Gamefreak has announced that despite the two new games coming out over the next few months, Pokemon Sword & Shield will still be the primary platform for competitive play. Both new games are also planned to connect to Pokemon Home, the software that allows Pokemon to be transferred between games. This could mean that upcoming games like Pokemon Brilliant Diamond & Shining Pearl as well as Pokemon Legends: Arceus will focus more on bringing missing Pokemon to Sword & Shield. It is worth noting that the largest groups of Pokemon that still haven’t made it into Sword & Shield yet are from the Diamond & Pearl games.
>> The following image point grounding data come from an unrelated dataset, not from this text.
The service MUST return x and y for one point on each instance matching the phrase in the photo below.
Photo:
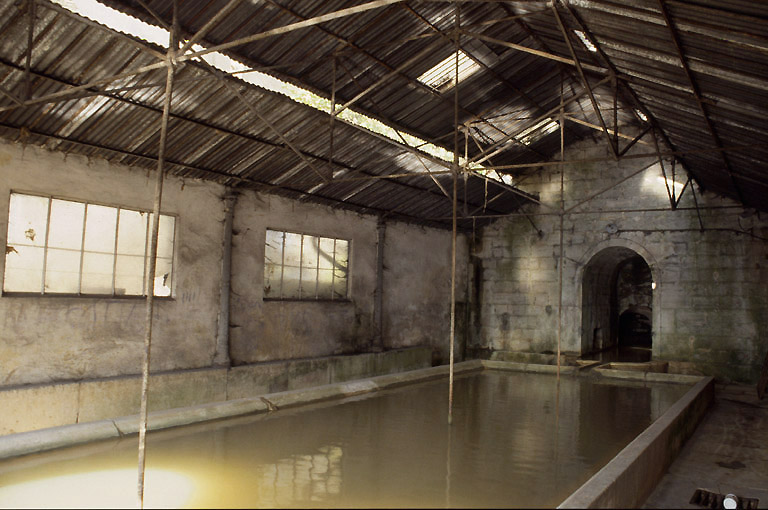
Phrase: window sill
(83, 296)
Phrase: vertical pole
(221, 357)
(562, 216)
(455, 172)
(150, 276)
(378, 301)
(30, 41)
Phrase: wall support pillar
(378, 299)
(221, 358)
So this could be Gamefreak’s way of completing the Sword & Shield National Dex without needing to do more DLC.
Out There Theory #4: There Are More Fighting Styles Than Just Strong and Agile
Pokemon Legends: Arceus is making a lot of changes to the Pokemon franchise, and one of the biggest ones is the battle system. Past games have all followed the usual turn-based style, where each Pokemon gets to act once on each turn, with the speed stat determining who goes first. Legends: Arceus is implementing a new style, where according to the website, “Pokemon’s stats and other factors determine how many actions each Pokemon gets to take and in what order”. Sometimes this does seem to allow Pokemon to take two actions in a row.
The player will also have access to two fighting styles, Strong and Agile, which can be applied to Pokemon moves. Strong Style will increase the power of a move, while simultaneously lowering the potential number of actions a Pokemon can take. Agile Style will do the opposite, lowering the power of the move, but increasing the potential number of actions the Pokemon can take. There is still a lot to learn about this new battle system, but it is certainly a huge change from how things have worked in the past.
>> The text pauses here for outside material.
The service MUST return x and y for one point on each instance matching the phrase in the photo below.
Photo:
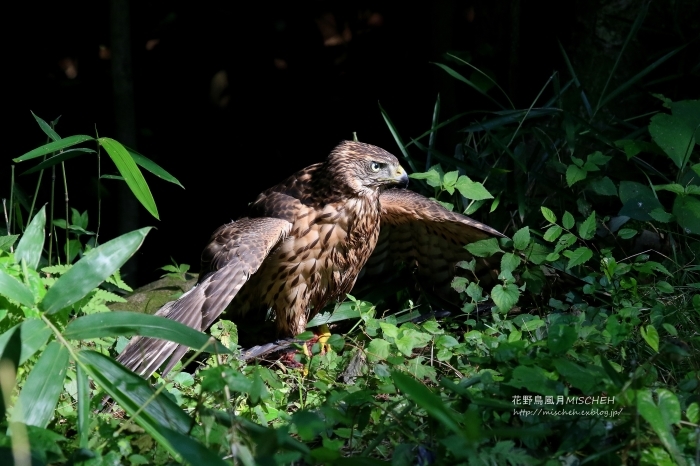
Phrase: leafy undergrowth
(585, 351)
A screenshot on the Legends: Arceus website shows an Alpha Honchkrow utilizing the agile style, proving that wild Pokemon will be able to use these styles as well. Perhaps defeating alphas will gain the player access to various styles. The website also mentions that Alpha Pokemon will drop rare items upon being defeated. The scrolls that seem to be associated with the fighting styles in some screenshots may be rare items that can be applied to a Pokemon’s moves.
But, the “out there” theory here, which might not be too out there, is that Strong and Agile are not the only fighting styles that will be available. It seems like too good an opportunity not to add more fun and engaging fighting styles. Here are a few examples of what other fighting styles could be:
Accurate Style, a style that raises a move’s accuracy, but lowers the number of actions a Pokemon can take.
Effective Style, a style that lowers the number of actions a Pokemon can take but ignores resistances.
Returning Style, a style that mimics the effect of moves like U-Turn or Volt Switch, allowing the user to switch out after using a move, but then lowers the number of actions the incoming Pokemon can take.
There’s many opportunities for variety here, which could be a way to make battles more engaging, rather than using Dynamax, Z-Moves, or Mega-Evolution.